What to return if one of them is empty?


#1

What should we return if one of the lists is empty?
Im not passing that particular test case.


#2

return NULL, I think


#3

Any update on this??
Because the expected output is to return the the overlapping elements directly, But how can we identify the starting node of overlapping region by traversing one list alone…


#4

If any of the list is empty, return NULL.
In my opinion, we can traverse both the lists in O(n). We need not traverse one list alone.


#5

Hello!
Actually what i understand from the statement any my solution is that by O(n) they mean the size of the larger list among the 2. so you take ListNode* temp1 for first list and ListNode* temp2 for 2nd list. You have to adjust both of them to the point where the number of elements remaining to be traversed are equal.
For example:
List 1: 1 3 4 5 6 7 [size==6]
List 2: 2 4 5 6 7 [size==5]

Overlapping region: let’s say 5 6 7.
Here by overlapping region they mean the region in which numbers have same address in memory. So here we only consider 5 6 7 in the same address and not 4 though that value overlaps in both list but the address of both 4’s will be different in memory.

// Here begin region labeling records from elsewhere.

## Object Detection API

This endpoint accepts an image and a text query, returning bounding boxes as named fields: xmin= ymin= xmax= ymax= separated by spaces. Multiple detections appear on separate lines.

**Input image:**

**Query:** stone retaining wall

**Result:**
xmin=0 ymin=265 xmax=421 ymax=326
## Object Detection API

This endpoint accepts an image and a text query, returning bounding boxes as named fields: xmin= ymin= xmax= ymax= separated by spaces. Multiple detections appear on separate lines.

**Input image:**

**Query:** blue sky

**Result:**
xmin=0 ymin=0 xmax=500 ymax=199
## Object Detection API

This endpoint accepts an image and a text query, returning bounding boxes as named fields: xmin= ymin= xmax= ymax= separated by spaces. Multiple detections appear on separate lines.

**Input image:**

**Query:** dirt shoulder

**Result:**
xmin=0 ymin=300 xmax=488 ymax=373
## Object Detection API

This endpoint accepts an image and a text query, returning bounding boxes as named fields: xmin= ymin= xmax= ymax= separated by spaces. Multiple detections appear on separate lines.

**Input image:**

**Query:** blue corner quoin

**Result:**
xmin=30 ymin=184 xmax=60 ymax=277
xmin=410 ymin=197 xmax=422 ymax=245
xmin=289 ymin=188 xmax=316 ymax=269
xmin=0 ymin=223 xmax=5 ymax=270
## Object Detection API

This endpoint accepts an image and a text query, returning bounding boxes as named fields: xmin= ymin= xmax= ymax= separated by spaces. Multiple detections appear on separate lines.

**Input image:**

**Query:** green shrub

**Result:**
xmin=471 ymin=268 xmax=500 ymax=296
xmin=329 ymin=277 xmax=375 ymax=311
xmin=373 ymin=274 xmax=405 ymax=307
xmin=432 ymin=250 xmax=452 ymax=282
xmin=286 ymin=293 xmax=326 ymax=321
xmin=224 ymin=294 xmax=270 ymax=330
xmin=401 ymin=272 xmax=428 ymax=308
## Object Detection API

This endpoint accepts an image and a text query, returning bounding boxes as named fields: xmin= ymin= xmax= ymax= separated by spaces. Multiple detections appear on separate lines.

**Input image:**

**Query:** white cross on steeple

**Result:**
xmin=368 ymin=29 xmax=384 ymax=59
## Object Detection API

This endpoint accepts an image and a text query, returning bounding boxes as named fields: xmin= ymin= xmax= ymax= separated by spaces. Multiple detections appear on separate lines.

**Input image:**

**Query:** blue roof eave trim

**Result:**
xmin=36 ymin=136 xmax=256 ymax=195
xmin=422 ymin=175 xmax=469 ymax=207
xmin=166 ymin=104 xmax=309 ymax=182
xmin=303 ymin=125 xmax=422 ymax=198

So, here you have to make temp1 to point at head of list 1 then traverse it to index=1(0 based index) so that remaining elements to be traversed are equal. Here in this case it’s 4 elements to be traversed in both list.
Now you can traverse and see if temp1==temp2 and then check if it continues to be true until the end of list. If it violates then you reverse back to index=NULL.

I am sharing a snippet of my all testcases passed solution.

int flag=0;
ListNode* index=NULL;
while(temp!=NULL && temp1!=NULL){
    
    if(flag && temp!=temp1){
        flag=0;
        index=NULL;
        
    }
    else if(!flag && temp==temp1){
        flag=1;
        index =temp;
        
    }
    temp=temp->next;
    temp1=temp1->next;
    
}

return index;